Je n'ai pas encore parlé depuis le début de la séance, alors il m'invite sans doute à venir au contact. Je réponds du tac au tac :
- Nicolas, c'est votre coaching ! Il vous reste une séance. Vous pouvez clore aujourd'hui : que décidez-vous ?
- J'ai déjà décidé ! Vous semblez passionné par votre métier mais je me demande s'il est utile ou futile ?
La question me percute. Je réalise que depuis notre première rencontre j'évite d'être disqualifié. Pourtant je sais que rencontrer le client dans son scénario familier peut créer du nouveau. Mais ce scénario-là touche mon ego ! Je reprends mon souffle et ne peux que renvoyer la question :
- Vous avez la réponse pour vous.
- Si j'étais devenu comme vous, cela aurait été utile. Utile à l'entreprise ! Mais je ne veux pas me tordre, ni me déformer.
Nicolas m'a déjà confronté sur ma « souplesse ». Mais le débat était resté théorique, centré sur nos approches du changement : créer l'alliance plutôt que la rupture, cultiver les compétences plutôt que provoquer la crise. Alors, cette fois, je m'utilise comme "objet de débat" :
- Vous êtes le premier client qui me parle spontanément de ses projections négatives sur moi. Les comprendre me serait utile : pourquoi revenez-vous vers moi ?
Nicolas semble interpellé un court instant puis réplique :
- Pour votre manière de me faire les poches.
Encore percuté ! J'imagine qu'il parle de notre première séance, de son émotion que j'avais trouvée, de sa peur de la maladie et de la mort. Il sourit et ajoute :
- Vous venez me chercher là où personne ne vient.
- Je vais, avec vous, là où vous n'allez pas.
- C'est aussi de la manipulation ! Je me suis d'abord méfié mais finalement j'apprenais sur moi.

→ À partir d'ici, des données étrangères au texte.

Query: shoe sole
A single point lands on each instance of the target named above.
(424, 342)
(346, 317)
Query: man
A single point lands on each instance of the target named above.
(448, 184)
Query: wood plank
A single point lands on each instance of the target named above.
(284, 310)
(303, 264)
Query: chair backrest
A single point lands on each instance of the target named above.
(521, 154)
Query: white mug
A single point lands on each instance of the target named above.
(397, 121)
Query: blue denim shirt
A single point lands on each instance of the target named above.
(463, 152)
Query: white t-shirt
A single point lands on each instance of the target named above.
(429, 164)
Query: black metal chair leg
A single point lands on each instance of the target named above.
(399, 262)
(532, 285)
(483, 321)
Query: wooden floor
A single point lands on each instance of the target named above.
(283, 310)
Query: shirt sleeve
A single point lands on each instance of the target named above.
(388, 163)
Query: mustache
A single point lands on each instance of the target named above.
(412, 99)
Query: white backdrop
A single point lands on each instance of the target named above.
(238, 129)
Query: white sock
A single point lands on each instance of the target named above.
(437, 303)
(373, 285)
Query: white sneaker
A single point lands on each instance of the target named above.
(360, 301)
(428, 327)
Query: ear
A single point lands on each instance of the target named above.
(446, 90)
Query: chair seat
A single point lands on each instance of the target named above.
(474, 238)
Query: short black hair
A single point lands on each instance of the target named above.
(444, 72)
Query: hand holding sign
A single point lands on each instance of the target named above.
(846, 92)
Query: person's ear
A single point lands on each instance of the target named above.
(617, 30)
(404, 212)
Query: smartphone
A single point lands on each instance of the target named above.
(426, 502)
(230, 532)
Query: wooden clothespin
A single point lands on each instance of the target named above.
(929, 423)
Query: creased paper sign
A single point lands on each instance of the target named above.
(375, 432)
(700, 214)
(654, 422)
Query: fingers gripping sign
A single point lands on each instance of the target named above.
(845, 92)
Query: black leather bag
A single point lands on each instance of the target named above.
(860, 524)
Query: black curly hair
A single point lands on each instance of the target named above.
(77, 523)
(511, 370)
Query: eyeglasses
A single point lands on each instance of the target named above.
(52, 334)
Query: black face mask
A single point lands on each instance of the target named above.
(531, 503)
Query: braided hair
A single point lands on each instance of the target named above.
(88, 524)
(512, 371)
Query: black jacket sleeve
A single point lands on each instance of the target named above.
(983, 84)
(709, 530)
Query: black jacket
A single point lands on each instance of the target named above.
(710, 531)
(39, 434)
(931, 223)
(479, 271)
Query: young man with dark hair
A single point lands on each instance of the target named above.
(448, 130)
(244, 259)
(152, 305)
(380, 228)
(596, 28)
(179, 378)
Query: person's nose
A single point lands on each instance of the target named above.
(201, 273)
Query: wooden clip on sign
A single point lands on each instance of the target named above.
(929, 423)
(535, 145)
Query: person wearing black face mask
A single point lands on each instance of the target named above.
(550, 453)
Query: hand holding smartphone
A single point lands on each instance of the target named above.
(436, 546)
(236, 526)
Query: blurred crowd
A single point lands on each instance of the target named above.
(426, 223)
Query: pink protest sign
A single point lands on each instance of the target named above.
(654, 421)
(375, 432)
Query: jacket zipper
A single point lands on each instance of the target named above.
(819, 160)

Alors je me suis laissé faire !
Nicolas m'observe intensément, comme s'il cherchait autre chose, au-delà du regard. Puis il lâche :
- J'ai aussi deviné votre plaisir dans ce jeu !
Encore déstabilisé mais par la justesse cette fois ! Nicolas nomme ici ce que j'éprouvais sans oser le formuler : le plaisir de découvrir que je pouvais l'amadouer, l'apprivoiser. Avec aussi la sensation de puissance quand une brèche s'ouvrait !
Alors je nomme ce plaisir ambivalent et aussi l'image de l'ours lors de notre première rencontre : un ours puissant qui m'a d'abord inquiété, puis un ours fragile que j'apprivoisais parfois.
Nicolas me confie alors un peu de son histoire : un patron qui le harcelait dans son entreprise précédente ; plusieurs mois de dépression. Il a d'abord essayé de tenir seul avec des anxiolytiques. Et puis, plutôt que « se tordre et se déformer », il a quitté l'entreprise !
Long silence. Il est ému et en même temps apaisé. Je retrouve ce plaisir de la complicité, plaisir de l'intimité avec lui, avec sa puissance et aussi sa fragilité.

Nicolas a voulu me revoir pour sa dernière séance, un mois plus tard. Il avait déjà plusieurs offres de directeur de projet. J'ai partagé mon inquiétude : et si le scénario harcèlement/démission, toute-puissance/dépression se rejouait là bas ?!
Il m'a confié qu'il avait maintenant envie de prendre soin de son équipe. Une manière aussi de prendre soin de lui. Et cela ne l'empêcherait pas de faire grandir cette nouvelle équipe dans des changements ambitieux, bouleversants !
Pour cela, il aurait sans doute besoin d'un team building avec son équipe
mais avec un coach peut-être « moins souple » que moi ?!